Ad un tratto Sheu-Kin, che cavalcava dinanzi a tutti, segnalò delle nubi di fumo che s'alzavano in mezzo ad una foresta, la quale si estendeva per un vasto tratto verso il nord-ovest.

— È fumo d'accampamenti, — diss'egli.

— Saranno spagnuoli o insorti, gli accampati?... — chiese Hang-Tu. — Non bisogna avventurarci a casaccio nella foresta, per non cadere nel mezzo di qualche reggimento di cacciatori.

— Là devono trovarsi i nostri, — disse Than-Kiú. — Se non m'inganno, il capo banda, Tung-Tao doveva trovarsi a sud di Salitran coi suoi tagali.

— Procederemo adagio e coi fucili in pugno.

— Di galoppo, Hang! — gridò Romero, che si trovava dieci passi piú lontano. — Abbiamo gli spagnuoli alle spalle.

— Morte di Fo!...

Sei cavalleggeri erano improvvisamente comparsi sull'orlo d'una piantagione di banani, ad una distanza di quattro o cinquecento passi.

Probabilmente quei soldati si erano appiattiti in mezzo alle gigantesche foglie di quelle splendide piante, per spiare le mosse degli insorti che accampavano nella foresta ed avendo scorto i quattro cavalieri, erano balzati in arcione per cercare di catturarli prima che potessero rifugiarsi in mezzo agli alberi.

— Passa avanti, Than-Kiú, — gridò Hang. — Lascia a me e a Romero l'incarico di respingere quei nemici.

— No, — rispose la giovane — so battermi anch'io al pari di te.

— Non hai il fucile tu.

— Ho la rivoltella e mi basta.

— Di galoppo!... — gridò Hang. — cerchiamo di guadagnare il bosco.

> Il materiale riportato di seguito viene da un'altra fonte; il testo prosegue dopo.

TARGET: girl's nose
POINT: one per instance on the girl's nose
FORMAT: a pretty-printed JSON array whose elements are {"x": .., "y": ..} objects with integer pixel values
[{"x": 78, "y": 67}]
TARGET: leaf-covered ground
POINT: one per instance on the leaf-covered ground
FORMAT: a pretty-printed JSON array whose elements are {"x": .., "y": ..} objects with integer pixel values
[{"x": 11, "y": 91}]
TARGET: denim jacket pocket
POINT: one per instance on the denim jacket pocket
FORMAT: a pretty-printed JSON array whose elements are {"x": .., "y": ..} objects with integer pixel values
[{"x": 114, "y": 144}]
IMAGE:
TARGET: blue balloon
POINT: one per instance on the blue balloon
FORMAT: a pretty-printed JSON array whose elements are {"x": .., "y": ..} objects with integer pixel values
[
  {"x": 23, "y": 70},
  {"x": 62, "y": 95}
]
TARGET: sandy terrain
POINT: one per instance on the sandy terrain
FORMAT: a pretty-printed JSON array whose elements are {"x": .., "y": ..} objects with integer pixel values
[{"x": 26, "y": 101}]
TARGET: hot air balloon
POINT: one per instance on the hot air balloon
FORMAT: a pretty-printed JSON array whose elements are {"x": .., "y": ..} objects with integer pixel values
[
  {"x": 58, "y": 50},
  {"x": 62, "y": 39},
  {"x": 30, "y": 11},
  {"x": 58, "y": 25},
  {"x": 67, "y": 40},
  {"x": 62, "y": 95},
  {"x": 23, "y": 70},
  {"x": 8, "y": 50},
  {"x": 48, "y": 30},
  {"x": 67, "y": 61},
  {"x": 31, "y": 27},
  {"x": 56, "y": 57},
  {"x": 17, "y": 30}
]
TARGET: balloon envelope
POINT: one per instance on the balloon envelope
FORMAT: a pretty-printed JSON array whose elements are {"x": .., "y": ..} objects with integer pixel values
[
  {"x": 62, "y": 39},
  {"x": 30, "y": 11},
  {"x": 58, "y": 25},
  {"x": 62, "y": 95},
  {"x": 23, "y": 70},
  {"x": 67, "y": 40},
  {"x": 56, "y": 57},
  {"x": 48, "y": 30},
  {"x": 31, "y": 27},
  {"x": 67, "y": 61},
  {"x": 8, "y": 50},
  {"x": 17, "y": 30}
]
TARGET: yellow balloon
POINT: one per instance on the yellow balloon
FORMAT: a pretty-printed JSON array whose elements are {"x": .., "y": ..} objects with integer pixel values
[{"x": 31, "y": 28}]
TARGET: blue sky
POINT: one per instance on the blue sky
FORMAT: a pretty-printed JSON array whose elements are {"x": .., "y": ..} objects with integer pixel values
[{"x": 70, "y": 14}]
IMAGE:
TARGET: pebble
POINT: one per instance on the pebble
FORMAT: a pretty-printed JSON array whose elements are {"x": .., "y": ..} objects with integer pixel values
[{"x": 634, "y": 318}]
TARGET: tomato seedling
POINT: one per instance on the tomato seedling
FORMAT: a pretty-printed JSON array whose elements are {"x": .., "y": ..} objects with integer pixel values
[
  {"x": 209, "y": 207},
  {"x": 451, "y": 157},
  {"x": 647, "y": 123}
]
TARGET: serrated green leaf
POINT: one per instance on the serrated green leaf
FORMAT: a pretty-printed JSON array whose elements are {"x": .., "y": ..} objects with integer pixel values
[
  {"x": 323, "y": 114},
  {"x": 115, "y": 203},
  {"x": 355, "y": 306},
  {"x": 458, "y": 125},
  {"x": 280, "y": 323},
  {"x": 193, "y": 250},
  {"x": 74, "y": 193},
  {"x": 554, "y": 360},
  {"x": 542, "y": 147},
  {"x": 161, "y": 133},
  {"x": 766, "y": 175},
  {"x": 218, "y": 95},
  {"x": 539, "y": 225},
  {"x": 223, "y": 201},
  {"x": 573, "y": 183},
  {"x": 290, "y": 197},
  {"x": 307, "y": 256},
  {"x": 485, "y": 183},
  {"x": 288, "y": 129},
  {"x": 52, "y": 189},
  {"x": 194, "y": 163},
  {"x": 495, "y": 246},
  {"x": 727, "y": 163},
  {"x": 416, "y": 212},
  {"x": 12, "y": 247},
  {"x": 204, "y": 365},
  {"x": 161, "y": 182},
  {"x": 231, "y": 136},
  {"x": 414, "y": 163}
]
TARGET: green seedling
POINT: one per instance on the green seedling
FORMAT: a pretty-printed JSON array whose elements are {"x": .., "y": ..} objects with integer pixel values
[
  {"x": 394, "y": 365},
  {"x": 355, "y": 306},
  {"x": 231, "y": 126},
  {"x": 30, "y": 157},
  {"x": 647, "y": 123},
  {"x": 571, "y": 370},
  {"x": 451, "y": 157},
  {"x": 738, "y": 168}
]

I quattro cavalli si erano lanciati ventre a terra, ma non potevano durare a lungo, essendo assai stanchi per quella faticosa marcia, mentre quelli degli spagnuoli parevano ben riposati. La foresta però non era lontana e dietro ai tronchi degli alberi, gl'insorti potevano ripararsi e difendersi.

Hang-Tu e Romero si erano riuniti dietro a Than-Kiú per difenderla, mentre Sheu-Kin, che aveva il cavallo migliore, affrettava la corsa per giungere prima di tutti al bosco e prender posizione.

I sei cavallegeri spronavano furiosamente i loro piccoli ma veloci animali di razza andalusa ed intimavano l'alt, accompagnandolo con la minaccia di aprire il fuoco in caso di rifiuto, ma né Hang, né Romero si curavano di rispondere.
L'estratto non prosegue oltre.